THE GENERALIST’S OPINION

Barak Benaryeh, DVM, DABVP

The successful outcome in this case was due to good care and diligence. The error made in the initial readout of the radiographs was an oversight that can happen to anyone. Two factors helped save this dog: First, the owner was instructed to follow up in the morning and ask for a second set of films to be taken. Second, the radiographs were reviewed by a radiologist.

Reading Radiographs

Although we all learned to “read the entire film,” it is easy to concentrate on one area of the image. This case is a good reminder to look at all areas of a radiograph, even those that are not part of the problem at hand. If you have not already, develop a systematic approach to reading every image. One common system is to work from the periphery of the film to the center. Establish checklists for each body system and tick them off mentally so that every image has been subjected to the same careful reading. Having a radiologist review radiographs can be of great benefit and can significantly reduce errors, as demonstrated in this case.

Follow-up

The instruction given the owners to follow up the next day is an ideal safeguard for patients. No test is perfect and no clinician is above missing an element of a case. Good instructions to your clients about what to look for and when to follow up are critical to continued success as a practitioner. Be sure to have systems in place for telephone follow-up by you or your staff.  Explaining to your clients that all tests, especially radiographs, have limitations will help them understand that they need to follow up as well.

Additional Testing

The owners in this case were offered a pancreatic lipase immunoreactivity (PLI) assay as well as a gastrointestinal polymerase chain reaction (PCR) panel, both of which were declined. The dog had a history of eating inappropriate items such as organ meats and bones. The trouble with a PLI in cases such as this is that an elevated level can be misleading: it does not rule out a foreign body and may lead to erroneous treatments for pancreatitis when that is not the primary problem. A gastrointestinal PCR panel is more appropriate in cases of chronic diarrhea and would not have lent much information to this particular case. If recommending tests, it is best to choose ones that will alter your course of action in a meaningful way.

Vomiting vs Regurgitation

When this dog was initially presented, the vomiting was unwitnessed. It was only at the second presentation that the owners had seen the dog retching. To the vast majority of owners, there is no difference between vomiting and regurgitation. They will nearly always call what they see vomiting. History and physical examination can help distinguish between the two.
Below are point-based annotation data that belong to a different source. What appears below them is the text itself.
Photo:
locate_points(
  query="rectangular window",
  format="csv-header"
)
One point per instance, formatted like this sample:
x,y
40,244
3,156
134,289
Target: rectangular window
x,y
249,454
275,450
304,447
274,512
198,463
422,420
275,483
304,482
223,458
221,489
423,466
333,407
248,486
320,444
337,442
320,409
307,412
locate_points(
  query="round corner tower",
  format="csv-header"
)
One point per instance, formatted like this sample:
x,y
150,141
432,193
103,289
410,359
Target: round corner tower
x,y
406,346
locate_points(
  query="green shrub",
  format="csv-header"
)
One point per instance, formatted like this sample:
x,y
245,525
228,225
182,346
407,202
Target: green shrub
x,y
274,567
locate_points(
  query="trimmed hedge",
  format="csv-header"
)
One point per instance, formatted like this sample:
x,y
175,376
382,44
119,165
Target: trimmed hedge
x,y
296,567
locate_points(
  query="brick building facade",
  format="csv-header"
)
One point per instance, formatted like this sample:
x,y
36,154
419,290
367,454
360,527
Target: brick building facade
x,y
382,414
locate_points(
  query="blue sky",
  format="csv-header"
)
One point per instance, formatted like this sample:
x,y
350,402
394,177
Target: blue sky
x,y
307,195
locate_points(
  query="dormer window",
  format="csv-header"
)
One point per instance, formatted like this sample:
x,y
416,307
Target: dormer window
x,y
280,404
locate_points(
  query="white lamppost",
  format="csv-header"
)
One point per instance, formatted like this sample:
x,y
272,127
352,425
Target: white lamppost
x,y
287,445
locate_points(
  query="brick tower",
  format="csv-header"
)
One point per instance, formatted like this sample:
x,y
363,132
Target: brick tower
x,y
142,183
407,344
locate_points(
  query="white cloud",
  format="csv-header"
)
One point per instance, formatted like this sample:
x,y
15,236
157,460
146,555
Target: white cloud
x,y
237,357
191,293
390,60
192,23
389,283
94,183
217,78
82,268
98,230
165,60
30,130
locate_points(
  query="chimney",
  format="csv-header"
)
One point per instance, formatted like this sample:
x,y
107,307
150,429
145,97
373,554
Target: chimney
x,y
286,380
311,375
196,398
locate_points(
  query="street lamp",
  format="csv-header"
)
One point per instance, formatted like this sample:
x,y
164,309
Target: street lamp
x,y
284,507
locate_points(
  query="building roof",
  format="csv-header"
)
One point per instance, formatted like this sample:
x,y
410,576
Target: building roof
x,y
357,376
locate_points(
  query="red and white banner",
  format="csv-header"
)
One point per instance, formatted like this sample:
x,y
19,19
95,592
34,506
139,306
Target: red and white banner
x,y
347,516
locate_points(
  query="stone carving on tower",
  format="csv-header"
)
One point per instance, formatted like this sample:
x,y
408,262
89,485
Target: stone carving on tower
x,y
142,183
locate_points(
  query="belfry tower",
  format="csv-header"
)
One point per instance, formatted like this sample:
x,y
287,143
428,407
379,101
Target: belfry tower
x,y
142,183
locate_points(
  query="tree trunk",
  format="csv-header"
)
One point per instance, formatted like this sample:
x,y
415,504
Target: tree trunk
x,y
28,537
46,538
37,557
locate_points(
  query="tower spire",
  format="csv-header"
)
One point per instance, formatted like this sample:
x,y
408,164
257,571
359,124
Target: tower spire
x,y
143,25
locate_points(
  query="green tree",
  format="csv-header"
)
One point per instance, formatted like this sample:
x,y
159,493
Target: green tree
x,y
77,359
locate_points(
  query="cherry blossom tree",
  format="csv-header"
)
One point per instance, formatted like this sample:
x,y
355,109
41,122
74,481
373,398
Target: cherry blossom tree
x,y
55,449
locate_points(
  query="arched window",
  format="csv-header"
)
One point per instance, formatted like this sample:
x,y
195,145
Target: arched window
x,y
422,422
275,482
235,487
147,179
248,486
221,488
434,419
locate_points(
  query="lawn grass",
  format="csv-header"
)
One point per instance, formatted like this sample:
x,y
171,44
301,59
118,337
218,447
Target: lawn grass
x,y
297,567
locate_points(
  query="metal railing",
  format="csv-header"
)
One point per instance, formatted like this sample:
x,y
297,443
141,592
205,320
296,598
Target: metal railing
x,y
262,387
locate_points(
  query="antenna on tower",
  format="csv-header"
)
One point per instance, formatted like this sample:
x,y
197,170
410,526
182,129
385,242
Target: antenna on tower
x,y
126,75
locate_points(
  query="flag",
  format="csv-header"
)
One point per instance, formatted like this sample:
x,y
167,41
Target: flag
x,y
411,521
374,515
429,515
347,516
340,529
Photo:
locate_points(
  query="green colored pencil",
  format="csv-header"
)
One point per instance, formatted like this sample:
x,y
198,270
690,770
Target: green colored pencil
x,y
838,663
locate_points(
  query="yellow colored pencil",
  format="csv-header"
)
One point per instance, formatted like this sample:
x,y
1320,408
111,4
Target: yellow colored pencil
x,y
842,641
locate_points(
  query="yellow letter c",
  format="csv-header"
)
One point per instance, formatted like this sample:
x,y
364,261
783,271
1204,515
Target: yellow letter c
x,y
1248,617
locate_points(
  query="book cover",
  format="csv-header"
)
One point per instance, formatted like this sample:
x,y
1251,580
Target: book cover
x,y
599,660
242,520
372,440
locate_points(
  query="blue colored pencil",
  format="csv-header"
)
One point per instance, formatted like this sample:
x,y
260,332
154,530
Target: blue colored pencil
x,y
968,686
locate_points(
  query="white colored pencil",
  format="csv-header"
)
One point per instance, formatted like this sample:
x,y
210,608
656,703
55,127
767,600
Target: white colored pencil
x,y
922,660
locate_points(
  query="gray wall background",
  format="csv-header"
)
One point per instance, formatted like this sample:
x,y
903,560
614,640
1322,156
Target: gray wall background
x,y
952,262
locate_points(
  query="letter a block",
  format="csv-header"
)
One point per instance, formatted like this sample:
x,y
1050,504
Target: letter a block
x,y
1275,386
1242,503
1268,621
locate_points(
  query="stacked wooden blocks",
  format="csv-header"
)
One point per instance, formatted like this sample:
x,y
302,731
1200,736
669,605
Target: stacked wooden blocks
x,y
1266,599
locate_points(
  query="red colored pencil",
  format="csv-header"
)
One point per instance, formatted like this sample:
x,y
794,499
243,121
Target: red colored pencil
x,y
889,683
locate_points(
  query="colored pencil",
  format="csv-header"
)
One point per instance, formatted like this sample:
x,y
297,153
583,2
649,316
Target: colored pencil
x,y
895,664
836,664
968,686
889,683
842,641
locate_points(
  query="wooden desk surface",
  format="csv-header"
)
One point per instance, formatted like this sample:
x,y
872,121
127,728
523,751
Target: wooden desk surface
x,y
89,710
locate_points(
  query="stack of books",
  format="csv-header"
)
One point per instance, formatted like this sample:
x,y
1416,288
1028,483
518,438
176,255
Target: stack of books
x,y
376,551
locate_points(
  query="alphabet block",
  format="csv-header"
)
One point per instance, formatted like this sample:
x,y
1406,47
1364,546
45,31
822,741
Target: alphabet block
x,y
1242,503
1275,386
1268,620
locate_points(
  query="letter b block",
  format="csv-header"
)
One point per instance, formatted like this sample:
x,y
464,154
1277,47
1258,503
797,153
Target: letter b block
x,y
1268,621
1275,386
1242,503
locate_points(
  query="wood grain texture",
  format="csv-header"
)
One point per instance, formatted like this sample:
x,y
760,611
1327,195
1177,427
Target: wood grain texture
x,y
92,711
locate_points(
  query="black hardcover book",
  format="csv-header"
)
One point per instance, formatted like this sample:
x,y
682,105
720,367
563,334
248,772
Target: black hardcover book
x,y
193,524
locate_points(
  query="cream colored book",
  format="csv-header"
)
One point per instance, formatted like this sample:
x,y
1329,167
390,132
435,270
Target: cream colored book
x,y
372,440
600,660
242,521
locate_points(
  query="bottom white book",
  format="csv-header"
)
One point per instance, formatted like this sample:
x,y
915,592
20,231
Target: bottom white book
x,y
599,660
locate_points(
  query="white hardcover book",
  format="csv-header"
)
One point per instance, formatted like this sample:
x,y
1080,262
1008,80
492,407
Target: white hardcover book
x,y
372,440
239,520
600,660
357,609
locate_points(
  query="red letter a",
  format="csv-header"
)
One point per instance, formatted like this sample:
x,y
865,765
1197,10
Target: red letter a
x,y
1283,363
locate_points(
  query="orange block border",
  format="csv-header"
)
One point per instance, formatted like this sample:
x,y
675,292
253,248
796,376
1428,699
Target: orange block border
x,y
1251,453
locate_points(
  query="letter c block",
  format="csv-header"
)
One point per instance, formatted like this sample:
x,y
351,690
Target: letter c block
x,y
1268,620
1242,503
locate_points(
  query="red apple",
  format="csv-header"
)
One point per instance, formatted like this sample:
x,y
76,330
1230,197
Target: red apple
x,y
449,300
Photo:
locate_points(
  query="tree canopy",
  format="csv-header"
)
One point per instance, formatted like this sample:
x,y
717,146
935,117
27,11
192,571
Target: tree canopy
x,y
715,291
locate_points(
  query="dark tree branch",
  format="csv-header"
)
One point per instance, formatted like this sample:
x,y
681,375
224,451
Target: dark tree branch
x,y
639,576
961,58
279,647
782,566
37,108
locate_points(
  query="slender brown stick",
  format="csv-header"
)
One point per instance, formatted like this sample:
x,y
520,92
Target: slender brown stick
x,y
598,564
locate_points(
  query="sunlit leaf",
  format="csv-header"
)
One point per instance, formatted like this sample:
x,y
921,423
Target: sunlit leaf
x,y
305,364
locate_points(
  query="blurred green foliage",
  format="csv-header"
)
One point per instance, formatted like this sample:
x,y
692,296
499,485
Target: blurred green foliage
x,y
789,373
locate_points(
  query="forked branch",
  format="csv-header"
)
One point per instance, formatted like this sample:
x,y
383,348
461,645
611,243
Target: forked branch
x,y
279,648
If you have any concern that your patient is regurgitating rather than vomiting, be sure to take thoracic radiographs.

It is fortunate that this dog did well. Esophageal foreign bodies can be difficult, leading to significant complications. This case serves as a good reminder to methodically read a film and protect your patients and yourself by having backup systems in place for follow-up and radiograph review if possible.